Critique de livre : « Certaines personnes ont besoin d'être tuées », par Patricia Evangelista

Critique de livre : « Certaines personnes ont besoin d’être tuées », par Patricia Evangelista

Le livre est divisé en trois parties : « Mémoire », « Carnage » et « Requiem ». « Carnage » décrit comment Duterte a tenu sa promesse selon laquelle les Philippins mourraient. La police nationale philippine estime le nombre de victimes à environ 8 000 ; Selon Evangelista, le total réel est probablement beaucoup plus élevé, même si même l’estimation la plus élevée, de plus de 30 000 morts, ne parvient pas à rendre compte de la brutalité de la guerre de Duterte. Elle raconte quelques meurtres avec des détails déchirants. L’une des victimes était un jeune homme épileptique. Il a été abattu, puis giflé, puis de nouveau abattu. Une mère de 52 ans et son fils de 25 ans ont été tués par leur voisin policier à cause d’un pétard improvisé sur leur propre pelouse. Evangelista a vu le clip vidéo de 11 secondes filmé par un parent des victimes âgé de 16 ans. Jusque-là, elle avait reconstitué des scènes de meurtre à partir d’un mélange de rapports de police, de témoignages effrayés et d’images granuleuses de vidéosurveillance.

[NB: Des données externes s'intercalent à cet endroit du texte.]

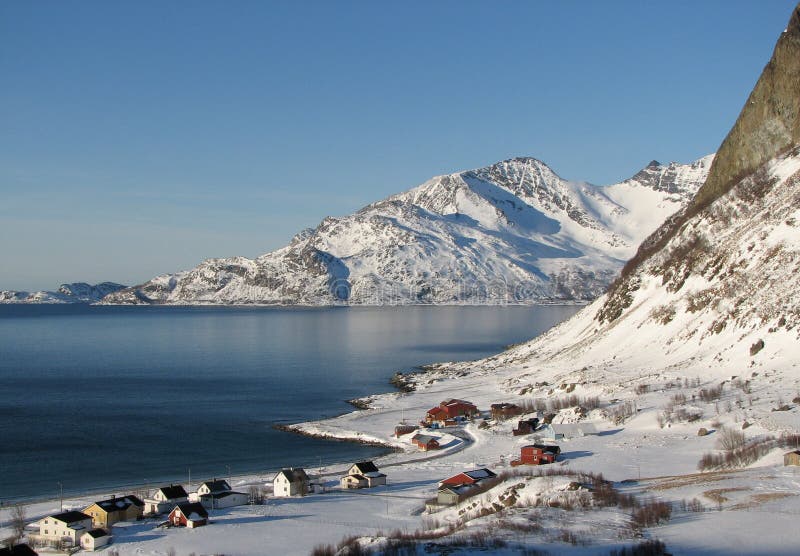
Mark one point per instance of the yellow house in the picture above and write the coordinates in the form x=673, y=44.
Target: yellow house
x=108, y=512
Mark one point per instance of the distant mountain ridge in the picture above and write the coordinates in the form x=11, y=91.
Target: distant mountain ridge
x=715, y=288
x=77, y=292
x=510, y=232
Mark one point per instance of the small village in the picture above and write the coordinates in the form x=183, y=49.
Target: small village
x=176, y=506
x=91, y=528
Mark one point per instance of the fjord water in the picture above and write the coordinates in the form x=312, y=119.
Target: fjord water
x=97, y=397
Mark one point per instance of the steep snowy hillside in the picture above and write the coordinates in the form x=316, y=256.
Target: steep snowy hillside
x=511, y=232
x=714, y=292
x=78, y=292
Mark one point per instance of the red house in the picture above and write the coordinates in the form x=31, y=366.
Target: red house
x=189, y=514
x=468, y=478
x=400, y=430
x=459, y=408
x=537, y=454
x=425, y=442
x=436, y=415
x=502, y=411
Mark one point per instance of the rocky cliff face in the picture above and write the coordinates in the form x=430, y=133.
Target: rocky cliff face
x=767, y=128
x=78, y=292
x=511, y=232
x=715, y=290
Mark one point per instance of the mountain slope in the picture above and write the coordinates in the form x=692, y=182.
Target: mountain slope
x=514, y=231
x=78, y=292
x=714, y=291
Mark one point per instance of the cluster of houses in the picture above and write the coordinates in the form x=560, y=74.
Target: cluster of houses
x=450, y=413
x=459, y=487
x=90, y=529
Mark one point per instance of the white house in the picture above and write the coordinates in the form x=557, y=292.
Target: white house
x=566, y=430
x=215, y=486
x=94, y=539
x=66, y=527
x=164, y=499
x=225, y=499
x=218, y=494
x=290, y=482
x=363, y=474
x=188, y=514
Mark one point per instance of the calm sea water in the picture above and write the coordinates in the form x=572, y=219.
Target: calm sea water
x=95, y=397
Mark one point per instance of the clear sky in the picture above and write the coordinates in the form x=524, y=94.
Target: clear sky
x=141, y=137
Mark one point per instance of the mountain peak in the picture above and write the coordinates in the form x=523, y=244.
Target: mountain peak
x=768, y=126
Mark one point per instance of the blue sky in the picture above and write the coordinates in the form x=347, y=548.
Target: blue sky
x=138, y=138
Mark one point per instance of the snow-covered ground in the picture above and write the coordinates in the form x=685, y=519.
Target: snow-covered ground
x=747, y=511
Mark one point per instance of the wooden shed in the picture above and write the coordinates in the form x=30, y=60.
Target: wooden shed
x=791, y=458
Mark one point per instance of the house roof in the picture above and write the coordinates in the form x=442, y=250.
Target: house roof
x=573, y=429
x=97, y=533
x=18, y=550
x=293, y=474
x=456, y=489
x=71, y=516
x=455, y=401
x=424, y=438
x=119, y=504
x=469, y=477
x=227, y=493
x=216, y=485
x=189, y=508
x=504, y=405
x=173, y=491
x=366, y=467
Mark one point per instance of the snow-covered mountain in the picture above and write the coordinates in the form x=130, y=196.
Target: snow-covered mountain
x=511, y=232
x=78, y=292
x=715, y=291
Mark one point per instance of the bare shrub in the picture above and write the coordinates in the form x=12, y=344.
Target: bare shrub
x=567, y=536
x=748, y=453
x=620, y=413
x=651, y=513
x=645, y=548
x=730, y=439
x=710, y=394
x=257, y=494
x=17, y=522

« Il aurait dû y avoir une explosion, un champignon atomique, quelque chose, quelque part, signalant le passage soudain de la vie à la mort », écrit-elle, surprise de voir à quel point le « petit claquement » des coups de feu semblait si rapide et banal. Pendant des années, elle a écrit sur la mort, et elle est surprise de réaliser une vérité effrayante : « Il faut plus de temps pour taper une phrase que pour tuer un homme. »

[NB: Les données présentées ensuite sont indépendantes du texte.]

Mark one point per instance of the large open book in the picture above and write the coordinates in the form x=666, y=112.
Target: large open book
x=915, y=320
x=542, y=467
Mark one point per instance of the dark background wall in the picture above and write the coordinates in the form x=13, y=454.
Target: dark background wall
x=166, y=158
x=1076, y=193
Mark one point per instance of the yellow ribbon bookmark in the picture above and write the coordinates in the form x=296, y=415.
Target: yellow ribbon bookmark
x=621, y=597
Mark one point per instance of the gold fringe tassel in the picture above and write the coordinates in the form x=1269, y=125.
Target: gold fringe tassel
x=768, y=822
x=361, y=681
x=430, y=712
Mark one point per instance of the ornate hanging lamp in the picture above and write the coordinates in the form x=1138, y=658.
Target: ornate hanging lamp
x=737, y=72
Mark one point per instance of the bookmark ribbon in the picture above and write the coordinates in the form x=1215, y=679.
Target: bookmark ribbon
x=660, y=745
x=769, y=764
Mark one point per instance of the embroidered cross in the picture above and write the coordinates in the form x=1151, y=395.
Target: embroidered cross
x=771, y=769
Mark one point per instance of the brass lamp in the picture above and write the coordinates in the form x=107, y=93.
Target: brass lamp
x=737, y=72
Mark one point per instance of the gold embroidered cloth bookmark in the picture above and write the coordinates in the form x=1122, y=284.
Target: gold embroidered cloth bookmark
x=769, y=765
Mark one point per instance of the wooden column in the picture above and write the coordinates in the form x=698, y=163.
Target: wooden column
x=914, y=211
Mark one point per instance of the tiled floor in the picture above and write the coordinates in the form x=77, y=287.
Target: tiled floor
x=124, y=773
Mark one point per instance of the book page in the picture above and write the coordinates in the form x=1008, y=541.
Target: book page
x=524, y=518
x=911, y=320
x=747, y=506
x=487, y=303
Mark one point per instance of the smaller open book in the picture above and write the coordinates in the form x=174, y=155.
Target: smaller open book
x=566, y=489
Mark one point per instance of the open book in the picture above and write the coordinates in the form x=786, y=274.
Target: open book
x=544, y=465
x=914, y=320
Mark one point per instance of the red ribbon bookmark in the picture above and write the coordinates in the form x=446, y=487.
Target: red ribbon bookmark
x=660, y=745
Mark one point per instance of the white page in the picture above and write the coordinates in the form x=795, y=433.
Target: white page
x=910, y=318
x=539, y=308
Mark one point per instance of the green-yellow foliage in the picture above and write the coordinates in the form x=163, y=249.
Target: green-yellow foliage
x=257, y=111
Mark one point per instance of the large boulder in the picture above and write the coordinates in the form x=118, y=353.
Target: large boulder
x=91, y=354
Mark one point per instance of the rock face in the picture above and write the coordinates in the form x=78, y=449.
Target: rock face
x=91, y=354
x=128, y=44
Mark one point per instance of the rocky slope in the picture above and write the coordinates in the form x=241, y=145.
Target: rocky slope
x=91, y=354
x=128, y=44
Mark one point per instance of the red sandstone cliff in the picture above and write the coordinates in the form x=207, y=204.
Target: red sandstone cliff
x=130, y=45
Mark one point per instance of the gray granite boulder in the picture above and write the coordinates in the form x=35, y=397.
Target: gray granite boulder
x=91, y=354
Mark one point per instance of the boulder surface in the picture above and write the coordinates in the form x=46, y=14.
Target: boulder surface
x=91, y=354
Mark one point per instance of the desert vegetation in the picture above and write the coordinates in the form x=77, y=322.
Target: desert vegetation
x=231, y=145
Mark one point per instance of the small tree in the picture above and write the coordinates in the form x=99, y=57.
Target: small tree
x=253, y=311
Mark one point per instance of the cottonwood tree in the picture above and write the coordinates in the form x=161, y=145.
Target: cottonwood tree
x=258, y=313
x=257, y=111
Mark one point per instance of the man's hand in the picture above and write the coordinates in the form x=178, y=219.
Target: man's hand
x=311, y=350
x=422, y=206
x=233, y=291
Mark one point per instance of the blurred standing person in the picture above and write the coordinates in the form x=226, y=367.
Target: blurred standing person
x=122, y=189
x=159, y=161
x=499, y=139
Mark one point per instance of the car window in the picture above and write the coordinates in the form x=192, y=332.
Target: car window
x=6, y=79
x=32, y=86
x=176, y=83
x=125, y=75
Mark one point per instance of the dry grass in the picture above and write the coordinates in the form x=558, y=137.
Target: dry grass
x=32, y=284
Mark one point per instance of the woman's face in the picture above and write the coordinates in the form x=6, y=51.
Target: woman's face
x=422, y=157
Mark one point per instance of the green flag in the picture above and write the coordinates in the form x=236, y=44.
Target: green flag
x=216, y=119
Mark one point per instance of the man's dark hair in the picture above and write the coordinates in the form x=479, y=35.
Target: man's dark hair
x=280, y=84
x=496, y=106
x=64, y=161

Lorsque Duterte a prêté serment présidentiel le 30 juin 2016, il a dit toutes les bonnes choses – s’engageant à respecter une procédure régulière et l’État de droit, citant Abraham Lincoln et Franklin D. Roosevelt. Quelques heures plus tard, s’exprimant dans un bidonville, il « lâche les chiens de guerre », écrit Evangelista. « Si l’enfant de quelqu’un est toxicomane, tuez-le vous-mêmes », a-t-il déclaré à son auditoire appauvri et enthousiaste, « afin que cela ne soit pas si douloureux pour ses parents ». Le lendemain matin, un corps officiellement enregistré comme celui d’un « homme non identifié » a été retrouvé dans une ruelle locale avec un impact de balle derrière l’oreille gauche et une pancarte en carton sur la poitrine : « JE SUIS UN SEIGNEUR DE LA DROGUE CHINOIS ».

Dans son livre, Evangelista nous fait ressentir la peur et le chagrin qu’elle a ressentis en racontant ce que Duterte faisait à son pays. Mais faire appel à nos émotions n’est qu’une partie du problème ; ce qui rend ce livre si frappant, c’est qu’elle veut que nous réfléchissions aussi à ce qui s’est passé. Elle porte une grande attention au langage, et pas seulement parce qu’elle est écrivain. Le langage peut être utilisé pour communiquer, nier, menacer, cajoler. Le langage de Duterte est grossier et dégradant. Celui d’Evangelista est évocateur et exigeant.

« Le journalisme », écrit Evangelista, « est un acte de foi ». Aux Philippines, où la presse libre est depuis longtemps une cible, c’est aussi un acte de courage. Elle doit croire que le public veut en fin de compte ce qu’il veut : avoir une démocratie fonctionnelle et des journalistes vivants pour rapporter ce qu’ils voient. La langue contient son propre contronyme : elle peut propager des mensonges, mais elle permet aussi de dire la vérité.